At least three journalists working in the restive, mineral-rich province of North Kivu have fled into hiding in August and September 2012 after saying they were threatened in reprisal for their reporting, CPJ has learned.
Jean-Baptiste Kambale, director of local station Radio Communautaire Ushirika (RACOU) in the town of Rutshuru controlled by rebels from the March 23 Movement (M23), told CPJ that he had received a threatening phone call from a high-level M23 official on September 25. The M23 rebels, a group of Congolese army mutineers, seized control of towns outside the U.N.-protected provincial capital of Ngoma in July, according to news reports.
Kambale said the official was angry about the journalist’s role in helping a news crew of the French government-funded international broadcaster TV5 Monde interview another rebel official. Kambale said that he was subsequently threatened by both rebel officials over the phone, which he publicized in a TV5 Monde interview. He then fled into hiding.
Congolese press freedom group Journaliste en Danger issued a letter to the M23 rebels on October 19, voicing its protest about the threats, according to news reports. M23 Political Coordinator Jean-Marie Runiga announced the following day in a press conference that the rebels would conduct investigations. “I would like to say that, if this is true, it is not part of M23’s general policies,” the JED quoted Runiga as saying. “This is not what M23’s leaders have chosen to do. And if it is true, I would like, on M23’s behalf, to present my apologies to the journalists who have been threatened, and I promise to conduct enquiries to verify these allegations, and we will punish those responsible.”
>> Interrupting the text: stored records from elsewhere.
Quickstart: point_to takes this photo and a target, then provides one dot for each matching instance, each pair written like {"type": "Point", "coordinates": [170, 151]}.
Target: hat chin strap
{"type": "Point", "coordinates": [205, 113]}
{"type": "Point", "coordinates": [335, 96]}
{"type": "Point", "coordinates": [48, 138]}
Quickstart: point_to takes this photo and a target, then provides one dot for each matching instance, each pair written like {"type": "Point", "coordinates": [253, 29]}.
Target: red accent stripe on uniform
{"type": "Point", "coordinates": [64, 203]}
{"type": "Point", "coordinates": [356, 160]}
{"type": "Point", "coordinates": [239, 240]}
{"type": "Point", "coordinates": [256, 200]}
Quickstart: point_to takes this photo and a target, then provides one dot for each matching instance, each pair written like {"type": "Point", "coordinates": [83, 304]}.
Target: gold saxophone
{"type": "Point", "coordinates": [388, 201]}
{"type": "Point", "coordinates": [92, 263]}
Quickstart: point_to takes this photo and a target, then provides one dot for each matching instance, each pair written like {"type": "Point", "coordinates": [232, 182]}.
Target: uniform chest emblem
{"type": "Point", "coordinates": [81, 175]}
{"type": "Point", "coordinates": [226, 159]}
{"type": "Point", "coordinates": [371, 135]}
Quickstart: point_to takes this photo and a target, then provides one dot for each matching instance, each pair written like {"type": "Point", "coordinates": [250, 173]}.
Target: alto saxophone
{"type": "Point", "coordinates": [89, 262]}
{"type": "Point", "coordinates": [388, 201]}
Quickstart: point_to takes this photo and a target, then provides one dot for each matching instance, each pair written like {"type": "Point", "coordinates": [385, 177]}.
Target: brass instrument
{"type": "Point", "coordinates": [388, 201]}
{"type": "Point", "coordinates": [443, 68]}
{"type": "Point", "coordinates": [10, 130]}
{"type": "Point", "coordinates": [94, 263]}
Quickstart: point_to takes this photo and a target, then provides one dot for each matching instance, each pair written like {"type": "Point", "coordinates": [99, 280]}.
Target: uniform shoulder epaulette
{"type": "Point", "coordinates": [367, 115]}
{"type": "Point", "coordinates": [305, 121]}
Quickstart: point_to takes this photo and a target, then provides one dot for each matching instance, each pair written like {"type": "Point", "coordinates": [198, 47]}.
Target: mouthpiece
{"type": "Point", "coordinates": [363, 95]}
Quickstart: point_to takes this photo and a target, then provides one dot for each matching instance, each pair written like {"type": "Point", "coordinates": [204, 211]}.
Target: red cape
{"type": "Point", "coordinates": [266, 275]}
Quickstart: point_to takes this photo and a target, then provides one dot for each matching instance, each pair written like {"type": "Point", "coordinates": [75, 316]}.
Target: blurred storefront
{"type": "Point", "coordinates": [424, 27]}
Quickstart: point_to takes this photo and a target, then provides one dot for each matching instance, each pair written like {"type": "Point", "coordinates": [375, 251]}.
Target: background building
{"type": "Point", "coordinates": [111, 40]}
Local freelance reporter Evariste Mahamba told CPJ that he fled into hiding on September 11 after he received anonymous threats in connection with his reporting on the plight of civilians in M23-controlled areas.
Journalist Tuver Wundi fled into hiding on August 27 after he said he was threatened by M23 rebels in connection with a July 17 interview he gave to Radio Okapi, according to local journalists and news reports. Wundi told the station that the M23 rebels represented a threat to animals in a local conservation park because the rebels used the park as a shooting range.